PARASHAT BEHUKOTAI: Religious experience and its limits

Religious experiences are not risk-free. They have the potential to become wild, explosive, warping thought and moral judgment.

A ROSH Hashana card depicts the ‘kohen gadol’ (high priest) pouring oil over the menorah (photo credit: NATIONAL LIBRARY OF ISRAEL/WIKIMEDIA COMMON)
A ROSH Hashana card depicts the ‘kohen gadol’ (high priest) pouring oil over the menorah
(photo credit: NATIONAL LIBRARY OF ISRAEL/WIKIMEDIA COMMON)
The Torah portion that concludes the Book of Leviticus is Behukotai. Leviticus is known as Torat Kohanim – meaning it details the halachot, the Jewish laws, relating to kohanim and to their work in the Temple – with its focus on the offering of the sacrifices.
At the end of the portion, we find a list of laws pertaining to worth: a man who vows to give to the Temple his own worth or the worth of someone else has to pay a certain sum, determined by various criteria.
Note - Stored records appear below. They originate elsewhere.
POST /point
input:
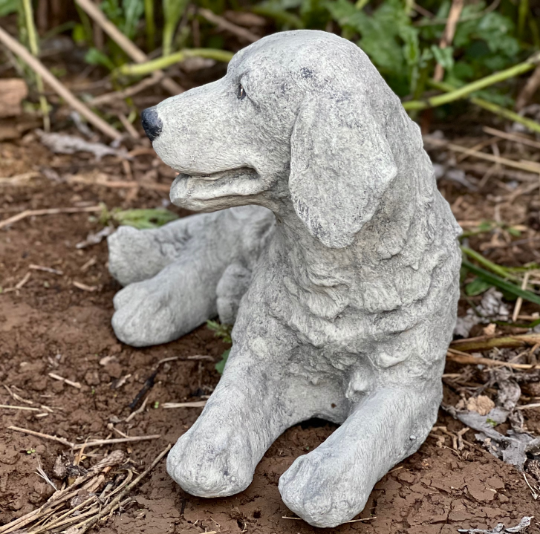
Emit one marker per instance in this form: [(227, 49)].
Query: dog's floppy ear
[(341, 164)]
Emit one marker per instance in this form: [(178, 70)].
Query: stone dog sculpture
[(344, 297)]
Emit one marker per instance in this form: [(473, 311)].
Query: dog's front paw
[(325, 489), (211, 462), (145, 315), (134, 255)]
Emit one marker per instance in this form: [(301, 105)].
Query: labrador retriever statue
[(334, 251)]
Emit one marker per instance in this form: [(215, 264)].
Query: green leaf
[(172, 13), (444, 56), (477, 287), (220, 366), (79, 34), (144, 219), (278, 12), (496, 281), (8, 6), (95, 57), (133, 11)]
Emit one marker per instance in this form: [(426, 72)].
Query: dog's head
[(301, 116)]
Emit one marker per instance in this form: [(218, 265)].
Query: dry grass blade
[(518, 138), (45, 269), (528, 406), (41, 435), (130, 439), (196, 404), (46, 517), (491, 342), (468, 359), (448, 35), (362, 520), (65, 380), (223, 24), (117, 501), (58, 87), (124, 43), (529, 166), (28, 408), (51, 211)]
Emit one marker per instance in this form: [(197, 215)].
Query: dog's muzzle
[(151, 123)]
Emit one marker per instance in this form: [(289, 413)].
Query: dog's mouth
[(197, 190), (229, 173)]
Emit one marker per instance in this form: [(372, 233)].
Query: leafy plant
[(172, 13), (8, 6)]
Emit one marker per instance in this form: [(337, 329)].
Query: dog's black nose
[(151, 123)]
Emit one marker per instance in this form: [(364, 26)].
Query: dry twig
[(123, 42), (58, 87), (196, 404), (223, 24), (51, 211), (469, 359), (65, 380), (448, 36)]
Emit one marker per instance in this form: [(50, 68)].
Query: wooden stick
[(196, 404), (130, 439), (221, 23), (130, 91), (449, 32), (135, 53), (7, 406), (528, 166), (40, 435), (468, 359), (519, 301), (116, 502), (528, 91), (527, 406), (51, 211), (68, 382), (38, 67), (490, 342), (518, 138)]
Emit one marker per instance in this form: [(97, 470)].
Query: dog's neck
[(327, 280)]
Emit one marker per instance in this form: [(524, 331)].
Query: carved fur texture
[(333, 250)]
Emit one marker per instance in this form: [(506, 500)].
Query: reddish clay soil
[(51, 326)]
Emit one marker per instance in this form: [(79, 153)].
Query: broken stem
[(142, 69), (466, 90), (491, 107), (34, 49), (470, 345), (497, 269)]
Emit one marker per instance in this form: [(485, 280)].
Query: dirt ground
[(48, 325)]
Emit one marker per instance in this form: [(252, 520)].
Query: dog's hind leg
[(332, 484), (172, 274)]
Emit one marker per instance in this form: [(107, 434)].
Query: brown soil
[(51, 326)]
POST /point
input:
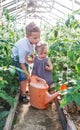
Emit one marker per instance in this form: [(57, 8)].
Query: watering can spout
[(50, 97)]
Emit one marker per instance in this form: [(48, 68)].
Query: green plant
[(65, 56)]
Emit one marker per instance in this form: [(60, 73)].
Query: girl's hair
[(32, 27), (41, 47)]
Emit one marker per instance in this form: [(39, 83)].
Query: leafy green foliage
[(64, 53)]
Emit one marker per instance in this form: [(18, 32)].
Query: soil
[(29, 118)]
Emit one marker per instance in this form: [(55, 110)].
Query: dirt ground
[(29, 118)]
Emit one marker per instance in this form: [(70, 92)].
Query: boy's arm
[(24, 69), (49, 65)]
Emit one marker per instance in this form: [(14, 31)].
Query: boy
[(20, 52)]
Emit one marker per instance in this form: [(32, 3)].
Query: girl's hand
[(30, 59), (48, 68)]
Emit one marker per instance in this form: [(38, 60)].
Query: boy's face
[(42, 54), (34, 38)]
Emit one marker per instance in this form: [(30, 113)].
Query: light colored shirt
[(22, 49)]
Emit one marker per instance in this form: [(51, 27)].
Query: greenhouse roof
[(48, 11)]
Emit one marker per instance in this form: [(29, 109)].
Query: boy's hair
[(41, 47), (32, 27)]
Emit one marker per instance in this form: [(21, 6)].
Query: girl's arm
[(49, 66), (30, 59)]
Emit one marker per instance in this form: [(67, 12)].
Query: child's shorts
[(21, 76)]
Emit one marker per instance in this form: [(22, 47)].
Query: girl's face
[(42, 54), (34, 38)]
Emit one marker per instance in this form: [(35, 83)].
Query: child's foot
[(24, 98)]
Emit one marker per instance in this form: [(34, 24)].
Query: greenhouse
[(40, 64)]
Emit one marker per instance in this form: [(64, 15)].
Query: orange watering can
[(39, 95)]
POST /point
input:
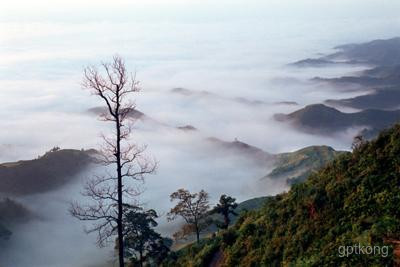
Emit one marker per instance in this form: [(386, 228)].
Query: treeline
[(352, 201), (144, 246)]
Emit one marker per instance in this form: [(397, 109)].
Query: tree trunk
[(226, 221), (197, 233), (141, 258), (119, 171)]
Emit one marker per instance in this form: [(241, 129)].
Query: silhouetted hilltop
[(385, 99), (48, 172), (296, 166), (322, 119), (353, 200), (242, 149), (377, 52)]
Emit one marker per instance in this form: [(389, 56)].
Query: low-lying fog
[(226, 55)]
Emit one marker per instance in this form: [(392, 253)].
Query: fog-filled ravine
[(213, 78)]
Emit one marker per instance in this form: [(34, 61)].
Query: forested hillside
[(353, 200)]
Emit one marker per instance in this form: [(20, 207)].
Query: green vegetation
[(353, 200), (50, 171), (297, 166)]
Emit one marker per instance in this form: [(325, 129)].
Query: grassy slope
[(47, 172), (297, 166), (355, 199)]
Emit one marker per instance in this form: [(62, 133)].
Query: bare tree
[(193, 208), (109, 193), (225, 207)]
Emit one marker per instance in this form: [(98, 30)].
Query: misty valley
[(235, 140)]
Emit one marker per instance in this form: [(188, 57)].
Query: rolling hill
[(321, 119), (48, 172), (352, 201)]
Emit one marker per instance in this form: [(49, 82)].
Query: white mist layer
[(232, 49)]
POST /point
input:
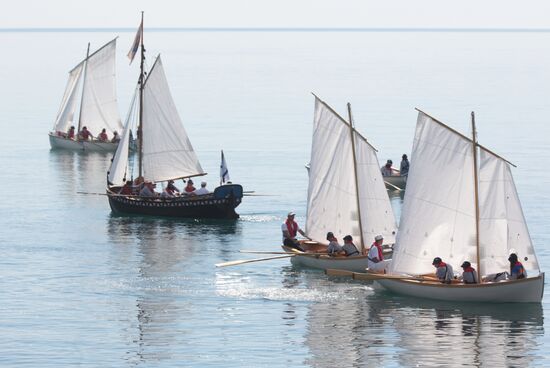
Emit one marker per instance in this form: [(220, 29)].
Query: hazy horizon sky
[(281, 13)]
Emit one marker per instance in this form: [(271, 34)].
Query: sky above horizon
[(281, 13)]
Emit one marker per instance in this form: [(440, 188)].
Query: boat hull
[(326, 262), (220, 204), (58, 142), (398, 181), (529, 290)]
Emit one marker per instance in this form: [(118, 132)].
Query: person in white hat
[(202, 190), (290, 229), (375, 261)]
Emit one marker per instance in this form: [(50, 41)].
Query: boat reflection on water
[(74, 172), (158, 259), (363, 328)]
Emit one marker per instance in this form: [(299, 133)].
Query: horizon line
[(275, 29)]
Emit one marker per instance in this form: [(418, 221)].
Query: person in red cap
[(290, 229), (333, 248), (375, 257), (189, 188), (469, 274), (350, 248), (444, 271)]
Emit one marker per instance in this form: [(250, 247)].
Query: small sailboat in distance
[(346, 193), (91, 89), (459, 210), (165, 154)]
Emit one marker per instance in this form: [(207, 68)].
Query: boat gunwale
[(323, 256), (435, 283)]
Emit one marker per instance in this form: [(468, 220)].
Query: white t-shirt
[(285, 228), (373, 253), (201, 191)]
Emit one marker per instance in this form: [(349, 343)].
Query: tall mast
[(351, 131), (140, 118), (476, 189), (83, 85)]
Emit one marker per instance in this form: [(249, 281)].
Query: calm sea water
[(81, 286)]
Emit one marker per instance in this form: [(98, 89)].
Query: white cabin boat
[(460, 211), (346, 193), (91, 89)]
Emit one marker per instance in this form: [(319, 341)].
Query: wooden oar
[(242, 261), (335, 272), (112, 194), (296, 253), (393, 186), (382, 276), (259, 195)]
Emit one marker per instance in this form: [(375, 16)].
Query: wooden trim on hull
[(208, 206), (324, 262), (57, 142), (529, 290), (398, 181)]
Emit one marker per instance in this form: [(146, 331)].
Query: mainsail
[(119, 165), (97, 98), (503, 229), (332, 192), (167, 151), (65, 116), (438, 217), (99, 103)]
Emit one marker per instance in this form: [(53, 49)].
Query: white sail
[(438, 217), (503, 229), (99, 103), (167, 151), (376, 213), (332, 198), (66, 115), (119, 165), (332, 192)]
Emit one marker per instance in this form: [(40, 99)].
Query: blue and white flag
[(224, 173), (135, 45)]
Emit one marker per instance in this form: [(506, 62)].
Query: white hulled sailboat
[(91, 89), (460, 212), (346, 192)]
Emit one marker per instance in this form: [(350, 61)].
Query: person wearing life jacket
[(70, 133), (375, 257), (333, 248), (290, 229), (444, 271), (350, 248), (84, 134), (516, 268), (469, 274), (103, 136), (189, 188)]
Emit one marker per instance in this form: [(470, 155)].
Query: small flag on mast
[(224, 173), (135, 45)]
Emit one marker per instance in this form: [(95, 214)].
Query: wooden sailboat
[(165, 153), (92, 89), (460, 211), (346, 193)]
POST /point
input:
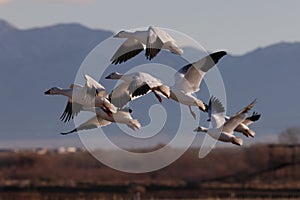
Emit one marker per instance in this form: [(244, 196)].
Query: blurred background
[(43, 43)]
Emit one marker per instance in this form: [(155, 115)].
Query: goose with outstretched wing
[(223, 129), (92, 94), (152, 40), (189, 78)]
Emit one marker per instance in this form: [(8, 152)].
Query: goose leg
[(192, 112), (157, 96)]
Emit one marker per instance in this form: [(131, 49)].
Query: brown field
[(256, 172)]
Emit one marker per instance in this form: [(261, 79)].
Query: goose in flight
[(92, 94), (188, 80), (153, 39), (242, 127), (102, 119), (223, 130), (135, 85)]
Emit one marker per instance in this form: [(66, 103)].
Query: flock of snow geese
[(112, 107)]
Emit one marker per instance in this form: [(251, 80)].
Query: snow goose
[(135, 85), (188, 80), (153, 39), (242, 127), (102, 119), (223, 130), (92, 94)]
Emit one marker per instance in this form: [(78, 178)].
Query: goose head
[(121, 34), (114, 75), (200, 129), (52, 91)]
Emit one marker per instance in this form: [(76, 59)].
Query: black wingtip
[(66, 133), (216, 56)]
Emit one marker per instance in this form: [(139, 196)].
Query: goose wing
[(93, 88), (254, 117), (120, 96), (154, 43), (238, 118), (71, 110), (190, 76), (92, 123), (142, 83), (130, 48), (217, 112)]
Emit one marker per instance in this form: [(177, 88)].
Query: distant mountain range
[(34, 60)]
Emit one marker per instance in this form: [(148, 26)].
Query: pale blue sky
[(237, 26)]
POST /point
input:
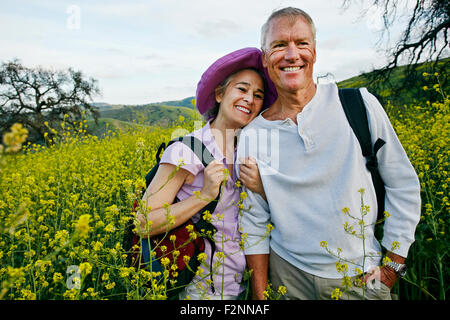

The location of these laws at the conclusion of the Book of Leviticus led the sages of the Midrash to see them as hinting at a serious and painful practice that was prevalent among idol worshipers in ancient times: human sacrifice. The Torah’s attitude toward this is explicit. It finds this practice abhorrent and is unequivocally against the very idea.
In the Book of Deuteronomy, Moses gives a speech before the nation which is about to enter the Land of Israel, and he warns them:
“When the Lord your God cuts off the nations to which you will come to drive them out from before you... beware... lest you inquire about their gods, saying, How did these nations serve their gods? And I will do likewise. You shall not do so to the Lord your God; for every abomination to the Lord which He hates, they did to their gods, for also their sons and their daughters they would burn in fire to their gods” (12:29-31).
God’s attitude toward the idea of human sacrifice is clear-cut: abomination and loathing. It is inconceivable. But let us ask, how could a person even come up with such a strange and terrible idea as sacrificing a human being? How could someone think, if even for a moment, that he should burn his child in fire?
The German philosopher Georg Simmel (1858-1918), in his book Sociology of Religion, distinguished between “religion” and “religiosity.” Religion is an established framework of laws and norms in accordance with which a community of people behaves. Religiosity is a religious experience of yearning for the lofty, the transcendent; a sense of longing for something that is outside the realm of common phenomena. This religious experience is the emotional basis for conducting a relationship with God.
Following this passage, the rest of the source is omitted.